Leading Bahrain Human Rights Defender Stopped at Airport, May Appear in Court Tomorrow

Washington, D.C. — Human Rights First today expressed fears for leading human rights defender Maryam Al Khawaja, who landed at Bahrain airport last night on a visit home and has been held and charge by Bahraini authorities. Reports state that al Khawaja was immediately detained and will be held at the airport until tomorrow, when she is due to appear in court to face charges that carry long jail terms.

She is understood to be facing charges for her part in a campaign accusing prominent members of the Bahrain government with human rights violations, another charge of insulting the king of Bahrain on social media, and a third of assaulting a police officer apparently in connection with the confiscation of Maryam’s phone at the airport.

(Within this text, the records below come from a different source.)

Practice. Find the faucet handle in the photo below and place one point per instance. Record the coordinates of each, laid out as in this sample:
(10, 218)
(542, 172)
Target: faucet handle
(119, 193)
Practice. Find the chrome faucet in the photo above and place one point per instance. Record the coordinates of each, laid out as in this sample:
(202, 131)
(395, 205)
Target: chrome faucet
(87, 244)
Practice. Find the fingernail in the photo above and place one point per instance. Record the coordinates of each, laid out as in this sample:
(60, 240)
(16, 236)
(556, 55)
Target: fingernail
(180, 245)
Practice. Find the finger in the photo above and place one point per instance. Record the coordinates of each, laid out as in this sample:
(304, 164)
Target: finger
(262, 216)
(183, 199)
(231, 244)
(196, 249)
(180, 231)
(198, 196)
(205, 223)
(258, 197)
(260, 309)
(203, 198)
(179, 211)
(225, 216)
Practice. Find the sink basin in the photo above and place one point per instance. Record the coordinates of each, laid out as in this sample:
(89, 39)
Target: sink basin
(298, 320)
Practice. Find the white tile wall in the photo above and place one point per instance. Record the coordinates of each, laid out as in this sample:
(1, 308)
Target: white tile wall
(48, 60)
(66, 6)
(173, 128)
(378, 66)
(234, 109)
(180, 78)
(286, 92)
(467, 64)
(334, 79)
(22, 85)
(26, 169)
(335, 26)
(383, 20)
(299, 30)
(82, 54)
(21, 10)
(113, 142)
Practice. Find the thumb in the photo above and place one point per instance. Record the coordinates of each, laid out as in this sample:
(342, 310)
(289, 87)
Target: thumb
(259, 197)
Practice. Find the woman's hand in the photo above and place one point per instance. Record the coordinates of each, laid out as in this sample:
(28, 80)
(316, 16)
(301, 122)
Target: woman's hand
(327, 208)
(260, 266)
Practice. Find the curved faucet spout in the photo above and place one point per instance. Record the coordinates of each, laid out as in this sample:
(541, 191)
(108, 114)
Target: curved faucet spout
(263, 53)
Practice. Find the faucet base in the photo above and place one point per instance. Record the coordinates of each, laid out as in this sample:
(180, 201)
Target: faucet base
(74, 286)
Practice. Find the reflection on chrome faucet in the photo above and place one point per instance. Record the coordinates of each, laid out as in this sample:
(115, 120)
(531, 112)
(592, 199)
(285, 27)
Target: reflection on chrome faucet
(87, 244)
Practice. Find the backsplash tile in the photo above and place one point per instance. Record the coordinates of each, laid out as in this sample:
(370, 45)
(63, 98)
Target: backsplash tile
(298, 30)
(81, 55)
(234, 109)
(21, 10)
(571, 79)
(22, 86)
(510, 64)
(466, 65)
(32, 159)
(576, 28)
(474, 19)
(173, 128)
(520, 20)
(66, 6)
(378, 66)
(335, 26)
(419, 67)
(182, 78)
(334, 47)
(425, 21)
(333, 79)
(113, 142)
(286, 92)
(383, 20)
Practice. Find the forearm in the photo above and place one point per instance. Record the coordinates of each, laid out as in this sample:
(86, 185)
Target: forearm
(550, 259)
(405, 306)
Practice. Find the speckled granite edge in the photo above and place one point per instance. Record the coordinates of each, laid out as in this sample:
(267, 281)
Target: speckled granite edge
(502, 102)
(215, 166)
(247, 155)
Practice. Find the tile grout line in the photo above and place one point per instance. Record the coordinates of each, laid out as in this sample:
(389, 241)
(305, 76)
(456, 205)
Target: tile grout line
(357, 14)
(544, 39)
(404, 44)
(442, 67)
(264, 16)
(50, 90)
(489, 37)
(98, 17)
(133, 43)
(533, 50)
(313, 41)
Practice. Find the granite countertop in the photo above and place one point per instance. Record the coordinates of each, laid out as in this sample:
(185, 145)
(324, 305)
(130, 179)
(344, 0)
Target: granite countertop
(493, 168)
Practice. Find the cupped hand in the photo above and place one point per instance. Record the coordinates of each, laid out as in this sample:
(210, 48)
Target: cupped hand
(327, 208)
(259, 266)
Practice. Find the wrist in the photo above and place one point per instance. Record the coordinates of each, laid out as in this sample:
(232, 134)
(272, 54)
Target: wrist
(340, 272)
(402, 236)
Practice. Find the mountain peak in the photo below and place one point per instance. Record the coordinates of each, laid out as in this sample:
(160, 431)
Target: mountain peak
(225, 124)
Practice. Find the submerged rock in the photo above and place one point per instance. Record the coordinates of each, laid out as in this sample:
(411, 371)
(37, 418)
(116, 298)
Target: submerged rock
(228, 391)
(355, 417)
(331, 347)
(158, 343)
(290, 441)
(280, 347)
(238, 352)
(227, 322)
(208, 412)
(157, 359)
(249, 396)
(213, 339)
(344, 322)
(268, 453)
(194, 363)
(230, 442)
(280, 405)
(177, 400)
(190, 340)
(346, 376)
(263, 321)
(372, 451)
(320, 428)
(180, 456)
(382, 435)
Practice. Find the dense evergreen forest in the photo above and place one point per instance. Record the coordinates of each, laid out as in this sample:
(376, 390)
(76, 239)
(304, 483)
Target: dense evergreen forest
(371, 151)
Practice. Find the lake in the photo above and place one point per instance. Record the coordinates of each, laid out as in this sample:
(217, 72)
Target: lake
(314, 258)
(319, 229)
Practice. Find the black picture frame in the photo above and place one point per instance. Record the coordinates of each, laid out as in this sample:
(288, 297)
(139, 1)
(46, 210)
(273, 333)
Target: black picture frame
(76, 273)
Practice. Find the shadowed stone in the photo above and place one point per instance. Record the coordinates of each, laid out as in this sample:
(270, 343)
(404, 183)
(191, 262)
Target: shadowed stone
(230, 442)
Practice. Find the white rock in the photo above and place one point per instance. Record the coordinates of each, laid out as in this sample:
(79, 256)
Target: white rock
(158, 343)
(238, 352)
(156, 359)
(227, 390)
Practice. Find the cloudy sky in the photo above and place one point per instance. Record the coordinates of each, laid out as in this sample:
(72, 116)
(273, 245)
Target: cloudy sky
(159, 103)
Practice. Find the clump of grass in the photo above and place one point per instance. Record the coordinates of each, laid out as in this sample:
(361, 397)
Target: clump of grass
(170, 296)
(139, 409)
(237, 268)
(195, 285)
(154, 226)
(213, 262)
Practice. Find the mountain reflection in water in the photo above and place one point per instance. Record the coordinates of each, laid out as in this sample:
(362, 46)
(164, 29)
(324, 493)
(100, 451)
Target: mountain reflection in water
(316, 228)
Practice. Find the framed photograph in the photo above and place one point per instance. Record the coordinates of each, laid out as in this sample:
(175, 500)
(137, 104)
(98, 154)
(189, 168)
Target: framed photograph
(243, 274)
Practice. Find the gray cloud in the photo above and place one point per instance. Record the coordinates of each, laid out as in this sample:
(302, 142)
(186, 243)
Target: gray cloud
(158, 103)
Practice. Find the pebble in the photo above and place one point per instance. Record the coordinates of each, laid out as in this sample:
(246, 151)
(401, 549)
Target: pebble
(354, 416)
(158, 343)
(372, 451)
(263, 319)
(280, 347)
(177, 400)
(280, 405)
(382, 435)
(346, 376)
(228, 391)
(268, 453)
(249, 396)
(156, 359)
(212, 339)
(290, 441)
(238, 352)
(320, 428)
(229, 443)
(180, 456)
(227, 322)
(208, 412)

“Bahrain is consistently revealing itself as a place where voices on human rights are not welcome,” said Human Rights First’s Brian Dooley. “In the last two months, a U.S. diplomat, a member of Congress, and the NGO Human Rights First have either been kicked out of or not allowed into the country. Now Maryam has been taken into custody and will appear in court tomorrow after trying to visit her family, including her father who is on hunger strike in prison there. Let’s hope the United States, United Kingdom, and other governments will respond to what’s happening to her with more than just an awkward silence,”

Maryam’s father is prominent human rights defender Abdulhadi Al Khawaja, who is serving a life sentence after peacefully protesting in 2011, and his health has seriously deteriorated since he embarked on a hunger strike last week.

“The day before yesterday, Bahrain’s Ministry of Human Rights was boasting of its ‘human rights clean record,’ and of its ‘keenness on bolstering [an] atmosphere of transparency, freedom of opinion and expression,’ but today it’s decided to prosecute one of its leading human rights defenders,” added Dooley. “These are classic charges used to target human rights activists in Bahrain, and if convicted she could be facing a long time in prison. Based on our experience, including seeing firsthand how Bahraini courts operate, we don’t have much confidence that this will be a fair legal process”.

In 2012, Maryam accepted the Roger Baldwin Medal of Liberty on behalf of the Bahrain Center for Human Rights during Human Rights First’s annual Human Rights Summit in Washington, DC.